Maulana Wahiduddin Khan | Spirituality in Islam
Another school of spirituality that has gained popularity is that derived from Vedanta or Hindu philosophy, in which spirituality is generally taken as something that is opposed to worldliness. According to this school of spirituality, people usually assume that the farther they move from material and worldly things, the more spiritual they become.
In other words, man is supposed to take himself away from the material world and devote his life to becoming one with the non-material world. For this, he is required to stop his thinking process in order to be able to concentrate on certain object/s. This is followed by meditative practices such as chants or mantras. When this is done, he experiences a very different kind of feeling: what we call ecstasy. When man enters this state of ecstasy, he experiences an unknown pleasure. On the basis of this experience, people wrongly associate ecstasy with spirituality or contact with reality.
With the objective of finding such pleasure or ecstasy people who follow this form of meditative spirituality run away from cities and towns to jungles and mountains, leaving behind their homes and their material lives.
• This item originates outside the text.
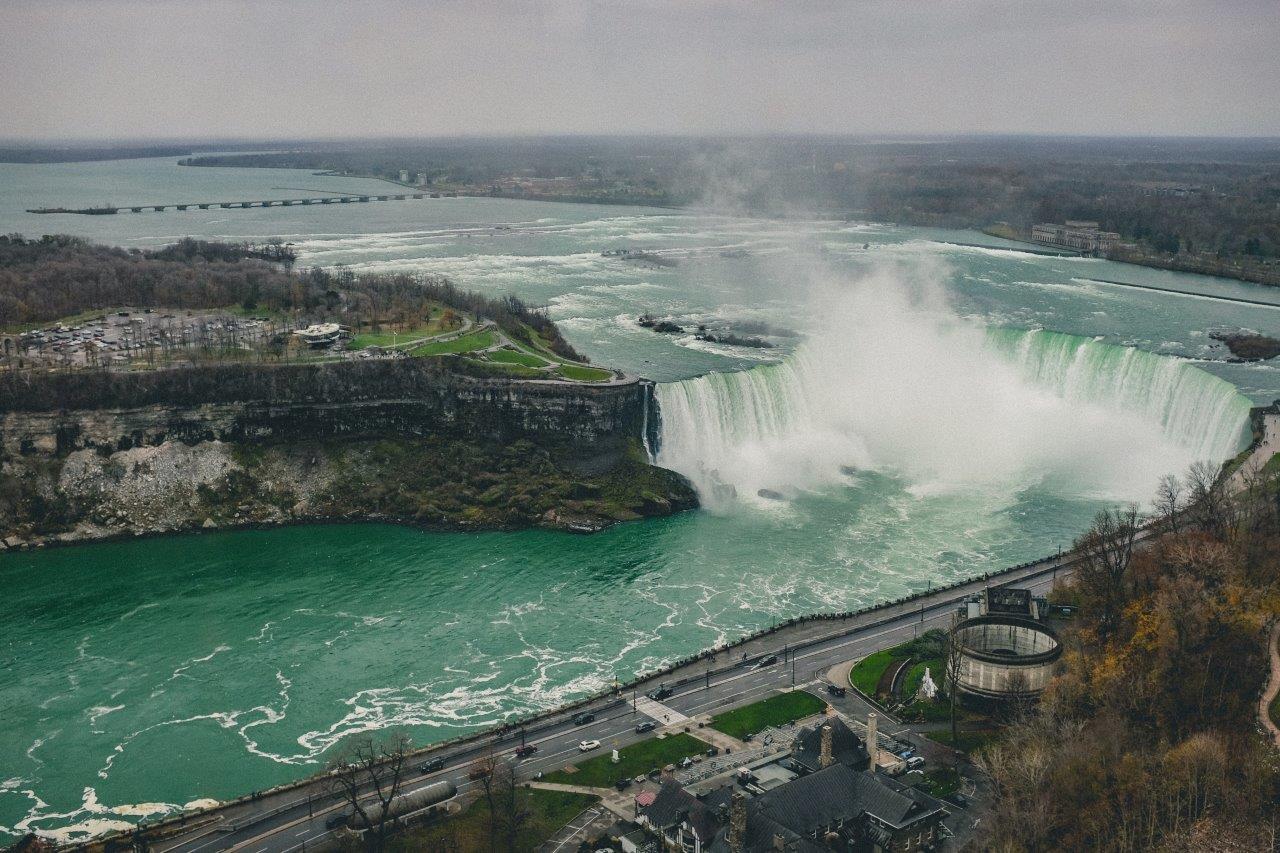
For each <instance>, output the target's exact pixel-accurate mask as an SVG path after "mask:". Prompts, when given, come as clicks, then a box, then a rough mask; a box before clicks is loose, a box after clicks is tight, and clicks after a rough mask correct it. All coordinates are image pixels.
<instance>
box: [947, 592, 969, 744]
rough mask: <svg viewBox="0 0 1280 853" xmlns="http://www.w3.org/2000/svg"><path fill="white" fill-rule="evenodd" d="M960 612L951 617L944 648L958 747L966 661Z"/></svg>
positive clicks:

It is this viewpoint, which is presented in the well-known book entitled, “The Monk Who Sold His Ferrari.”
Let us take an objective view of this form of spirituality.
This concept of spiritualism tells us to leave the material world and stop our thinking process to receive spiritual nourishment. When a scientist discovers the scientific world, he does not leave the material world, but rather stays here, studies and makes discoveries in this very world. Spirituality is also a science. Consequently, in spiritual science the same method should be valid, i.e. undergoing spiritual experiences while remaining in the material world and not by leaving the material world.
This concept of spirituality tells man to stop his thinking process. But man is an intellectual being, with his mind being his greatest faculty. In fact it is in the possession of his mind and his independent thinking that man is distinguished from animals and other life forms. Therefore any form of spirituality where ecstasy is attained by stopping the thinking process and repeating certain words, chants or mantras is, therefore, just a reduced form of spirituality.